Tue. Nov 28th, 2023
bookkeeping

Factoring is a useful tool to improve liquidity and receivables management for companies. However, like any financial instrument, it comes with certain risks and limitations. In this article we will look at the risks and limitations of factoring under New Zealand law.

Risks of factoring

  • Credit default risk

One of the main risks of factoring is the risk of credit default of debtors. If the debtor fails to pay its debts, the factoring company may incur losses.

  • Liquidity risk

If the liquidity needs are not correctly forecasted, the company may find itself in a predicament where the factoring company reduces the amount of funding.

  • The risk of not being able to obtain financing

Some companies, especially small businesses, may find it difficult to obtain factoring financing due to their financial situation or risky accounts receivable base.
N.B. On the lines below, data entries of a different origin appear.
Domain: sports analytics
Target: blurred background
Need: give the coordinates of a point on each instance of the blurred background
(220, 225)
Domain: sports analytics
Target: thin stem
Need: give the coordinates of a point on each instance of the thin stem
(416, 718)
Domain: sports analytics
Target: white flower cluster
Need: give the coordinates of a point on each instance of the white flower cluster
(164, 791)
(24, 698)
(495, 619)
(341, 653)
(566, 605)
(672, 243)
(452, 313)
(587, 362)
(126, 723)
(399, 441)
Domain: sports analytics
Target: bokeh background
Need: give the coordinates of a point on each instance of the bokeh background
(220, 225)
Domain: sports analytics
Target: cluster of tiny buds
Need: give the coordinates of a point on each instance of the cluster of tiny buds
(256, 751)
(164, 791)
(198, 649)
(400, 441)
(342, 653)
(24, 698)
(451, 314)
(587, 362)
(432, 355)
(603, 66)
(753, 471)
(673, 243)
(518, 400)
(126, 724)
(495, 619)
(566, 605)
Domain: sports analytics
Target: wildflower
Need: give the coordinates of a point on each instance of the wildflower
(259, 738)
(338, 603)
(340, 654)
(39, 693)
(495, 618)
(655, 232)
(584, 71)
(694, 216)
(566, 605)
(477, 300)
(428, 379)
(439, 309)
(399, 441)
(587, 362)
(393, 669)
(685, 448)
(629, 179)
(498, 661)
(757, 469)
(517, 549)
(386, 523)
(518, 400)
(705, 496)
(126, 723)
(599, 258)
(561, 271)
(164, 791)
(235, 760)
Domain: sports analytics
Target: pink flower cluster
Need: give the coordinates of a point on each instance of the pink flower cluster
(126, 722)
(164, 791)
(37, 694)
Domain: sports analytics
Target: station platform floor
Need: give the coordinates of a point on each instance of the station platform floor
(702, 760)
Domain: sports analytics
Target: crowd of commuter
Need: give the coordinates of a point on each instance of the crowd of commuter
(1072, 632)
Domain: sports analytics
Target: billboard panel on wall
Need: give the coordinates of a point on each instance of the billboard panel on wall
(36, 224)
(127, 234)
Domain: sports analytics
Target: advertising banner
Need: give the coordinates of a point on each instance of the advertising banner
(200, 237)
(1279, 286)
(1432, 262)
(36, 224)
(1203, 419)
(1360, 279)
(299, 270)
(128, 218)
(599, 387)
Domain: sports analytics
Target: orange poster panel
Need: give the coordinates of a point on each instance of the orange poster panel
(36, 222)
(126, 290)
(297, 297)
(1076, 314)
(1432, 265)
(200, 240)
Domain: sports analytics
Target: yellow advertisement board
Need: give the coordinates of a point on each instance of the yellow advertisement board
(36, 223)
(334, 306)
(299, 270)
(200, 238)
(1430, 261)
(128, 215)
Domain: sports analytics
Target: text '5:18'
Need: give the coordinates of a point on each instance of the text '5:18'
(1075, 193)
The limitations of factoring in New Zealand are

  • Credit rating of debtors

Factoring companies may impose restrictions on debtors with poor credit ratings or unfavorable payment histories, which can limit a company’s access to factoring finance.

  • Types of receivables

Certain types of receivables may be excluded from factoring transactions due to their complexity or high risk, such as receivables under long-term contracts.

  • Contracts and obligations

Restrictions and covenants set forth in factoring contracts may limit a company’s freedom of action with respect to its accounts receivable.

Compliance with legislation

Factoring companies in New Zealand are required to comply with legislation that regulates financial services and customer protection. This includes the Financial Services Act, the Data Protection Act, and the Competition and Consumer Law. Compliance with the laws helps to minimize risk and ensure transparency and accountability in factoring activities.

Factoring is an important tool for managing receivables for companies in New Zealand. However, before applying factoring, companies should carefully assess the risks and limitations of this tool and ensure compliance with the laws of the country. With proper planning and legal compliance, factoring can be an effective means of improving the financial situation of companies in New Zealand.